I am not a religious person.  I have my own, unique set of beliefs.  I do believe, however, that Mr. Richard Rescola, late of England, lately (at least ten years ago) of our United States of America, will enjoy a true warrior’s death and reward.  I have no idea what that might entail, but I aspire to it someday.  I trust that Mr. Rescola now enjoys the rewards of service in whatever great beyond awaits those of us who serve.  Call it Valhalla if you like, Heaven, or Nirvana.  I know of no other examples of British subjects sacrificing themselves in this way for our Nation since the Revolutionary War, though I’m sure it has happened between then and now.  If you wish to know of the stuff that heroes are made, look no further than Mr.

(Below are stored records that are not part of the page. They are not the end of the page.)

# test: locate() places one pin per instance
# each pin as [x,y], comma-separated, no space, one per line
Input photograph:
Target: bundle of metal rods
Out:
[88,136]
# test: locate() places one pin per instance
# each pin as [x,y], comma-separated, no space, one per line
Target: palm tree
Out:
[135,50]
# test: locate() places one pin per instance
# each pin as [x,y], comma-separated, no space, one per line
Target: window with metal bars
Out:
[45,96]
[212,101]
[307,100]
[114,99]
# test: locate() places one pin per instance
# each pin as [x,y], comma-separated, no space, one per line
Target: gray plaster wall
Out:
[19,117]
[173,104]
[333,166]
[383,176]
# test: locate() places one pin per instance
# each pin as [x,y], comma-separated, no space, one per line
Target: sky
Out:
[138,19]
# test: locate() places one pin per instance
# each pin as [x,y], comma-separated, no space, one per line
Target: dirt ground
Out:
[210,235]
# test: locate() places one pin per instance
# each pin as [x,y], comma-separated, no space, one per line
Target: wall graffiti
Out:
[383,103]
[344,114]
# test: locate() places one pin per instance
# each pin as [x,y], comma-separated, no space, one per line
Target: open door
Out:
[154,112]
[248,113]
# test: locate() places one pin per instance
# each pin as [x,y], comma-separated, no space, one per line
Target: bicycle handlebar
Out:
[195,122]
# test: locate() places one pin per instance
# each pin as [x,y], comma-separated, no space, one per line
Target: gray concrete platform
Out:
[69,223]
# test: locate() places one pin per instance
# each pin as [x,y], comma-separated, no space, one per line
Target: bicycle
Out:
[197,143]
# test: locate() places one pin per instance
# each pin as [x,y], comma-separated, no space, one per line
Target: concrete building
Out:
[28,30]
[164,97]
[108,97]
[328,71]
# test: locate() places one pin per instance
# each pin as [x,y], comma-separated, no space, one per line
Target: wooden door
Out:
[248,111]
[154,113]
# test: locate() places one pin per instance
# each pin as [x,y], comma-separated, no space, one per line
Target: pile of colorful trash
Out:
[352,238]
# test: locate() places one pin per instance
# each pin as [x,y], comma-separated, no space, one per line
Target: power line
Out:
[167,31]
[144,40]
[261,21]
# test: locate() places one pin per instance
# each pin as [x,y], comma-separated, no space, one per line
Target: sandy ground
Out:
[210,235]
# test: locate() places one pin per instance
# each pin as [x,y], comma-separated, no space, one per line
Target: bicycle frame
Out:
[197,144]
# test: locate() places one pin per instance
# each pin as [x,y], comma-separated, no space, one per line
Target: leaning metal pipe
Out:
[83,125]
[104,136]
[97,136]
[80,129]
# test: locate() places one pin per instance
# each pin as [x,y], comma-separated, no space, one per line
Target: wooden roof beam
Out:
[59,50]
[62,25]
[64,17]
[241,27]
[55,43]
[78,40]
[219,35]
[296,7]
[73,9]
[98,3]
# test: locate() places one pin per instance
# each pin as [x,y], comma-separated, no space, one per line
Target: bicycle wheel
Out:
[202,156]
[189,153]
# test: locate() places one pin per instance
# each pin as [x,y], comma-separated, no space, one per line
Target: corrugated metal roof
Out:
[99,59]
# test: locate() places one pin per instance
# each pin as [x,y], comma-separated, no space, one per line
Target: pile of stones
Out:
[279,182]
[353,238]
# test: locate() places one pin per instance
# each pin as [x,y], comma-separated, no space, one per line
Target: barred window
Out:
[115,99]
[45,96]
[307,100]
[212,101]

Richard Rescola.

I have thought of him today, on 9/11 as should we all.

*I had the honor of working with General (Ret) Moore’s son,  COL (Ret) Dave, in my current duty here in Kansas.  I see much of what little I know of General Moore in his son, and none of that comes from the motion picture.

9/11: Fly The Flag Today

Posted in Best, History with tags , , , , , , , on September 11, 2011 by BrainRants

This post won’t use the ‘humor’ category or tag because there’s nothing funny at all about today.  If you have lived under a rock for the past ten years, you probably still know that this is the tenth anniversary of the terror attack on September 11th, 2001.

Someday reporters will do featurelets about “where were you on 9/11” much like they do for the JFK assasination and well they should.  I remember the day clearly.  It was Tuesday.  I was a captain, and was enjoying a little exercise in the gym at Fort Irwin.  I had just stepped off the treadmill when my First Sergeant (“Rock”) grabbed me and pulled me over to a live CNN broadcast on a TV.  We speculated that perhaps an errant pilot had made a very grave mistake.  I climbed in my Blazer, and by the time I had completed the 3-minute drive back to my room, the United States was clearly headed to war.  As I cleaned up, dressed, and ate, I watched the towers burn, then fall.  Di, at the time my girlfriend, was visiting.  She said perhaps she ought to leave early; I replied that I doubted she’d be going anywhere soon.  I was right: Fort Irwin, like every military base world-wide, shut down and inbound traffic backed up from the gate all the way back to I-15, twenty-eight miles away.  Rumors of a concurrent attack on D.C. turned out to be half-true.  As I was briefed on the events, the Pentagon burned.  Much later, we learned of the selfless, heroic efforts of the Flight 93 passengers, who became the first warriors to strike a blow back for America.  We all spent the night trying to get in touch with military friends – just to make sure.

We have been at the prosecution of the War on Terror now for ten years.  This equates to just under one-quarter of my life, over one-half of my Army career, and a month and a few days longer than my marriage.  Had Di and I been able to have kids together, s/he would be in grade school now and not know any other condition of existence.  We all hear and read a lot of material debating the rightness, wrongness, duration, and direction of the war, and in our Republic, this is good.  I have heard firsthand the inequities dealt our veterans after Viet Nam, and I allow myself to think that perhaps the greatest good we derived from that scarring was the ability, as a people, to condemn the war while simultaneously supporting the Soldier who fights it.

This essay for today is not about rightness or wrongness.  I have a unique perspective on the war by default, and most of that perspective was a front-row seat.  At other times, I was playing the game.  On one hand, it is somewhat sad that barely 3% of the population bears the burden of defending the other 97%.  On the other hand, it gives me a great deal of pride to be part of a military so capable, so powerful, and so lethal that this lopsided condition is possible.  Every coin has two sides.

Today is Sunday, September 11th, 2011.  Set aside your agreements or disagreements and fly our Flag.  Fly it because of what you believe.  Fly it in spite of what you think.

Fly it because some things are worth remembering.